Eligibility Requirements
- Any applicant who qualifies for or is currently receiving Medicare Part A or Medicare Part B is also eligible for Medicare Part D.
- Current requirements do not include any physical exams.
- The health status of applicants is not a valid reason for denial of coverage.
- The amount of prescription drugs currently being taken by applicants is not a valid reason for denial of coverage.
Enrollment
- Enrollment is voluntary.
- To receive prescription drug coverage under Medicare applicants must enroll in a Medicare approved private insurance plan. There are two types of drug coverage plans are available.
- PPD or “Stand-alone” plans which are plans that provide only prescription drug coverage. Usually, these plans are recommended for applicants that currently receive their other health benefits through the Medicare fee-for-service plan.
- Medicare Advantage plans which are plans that cover both medical services and prescription drugs. Typically, these plans are recommended for applicants who want to receive all of their Medicare benefits in a single package. Usually, Medicare Advantage plans will be offered through a health maintenance organization (HMO) or a preferred provider organization (PPO).
- Medicaid requires enrollment in a Medicare drug plan as soon as an applicant becomes eligible in order to receive prescription drugs through the program.
- Unless an applicant already has drug coverage equivalent or better than Medicare, there is a late penalty applied if they have delayed enrollment in Medicare Plan D. The late penalty will be added to their premiums as long as they are in the program, except under certain circumstances.
- Applicant’s that have delayed enrollment may only enroll during the open enrollment period.
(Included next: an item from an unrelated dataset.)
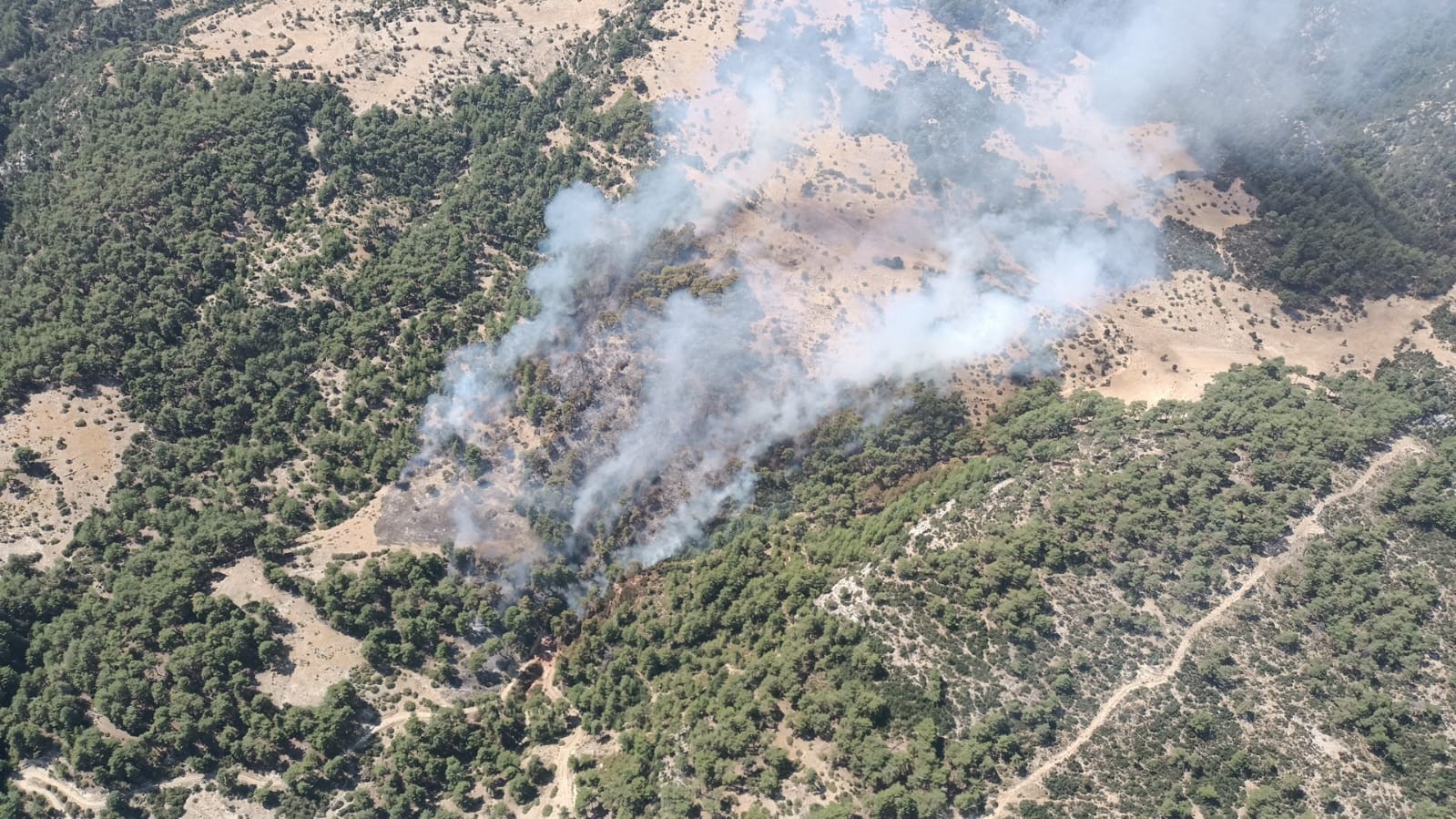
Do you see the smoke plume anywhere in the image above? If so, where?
[420,0,1444,586]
Medicare Plan D Coverage and Cost
Under the law there is a standard benefit that determines the minimum that a Medicare drug plan must cover. All plans will be at least equivalent to the standard benefit, but the size of premiums and deductibles, the drugs covered, the copays, and the pharmacies used vary between plans. Policy holders with the standard benefits pay the following over a year:
- A monthly premium
- An annual deductible that is no more than $360 for 2016 and no more than $400 for 2017
- A part of the cost of each prescription until a certain total amount has been paid by the policyholder and the plan. The amount paid for each prescription can be either a flat copay or a percentage of the cost.
- Pay a percentage of the cost once the coverage limit has been reached also known as the “doughnut hole” phase. Once a certain level is reached which is set by law this phase ends.
- Pay no more than 5% of the cost of prescription drugs once the policyholder has reached the out-of-pocket spending limit. The limit is reached when the policyholder has paid the amount set by law to exit the “doughnut hole” phase.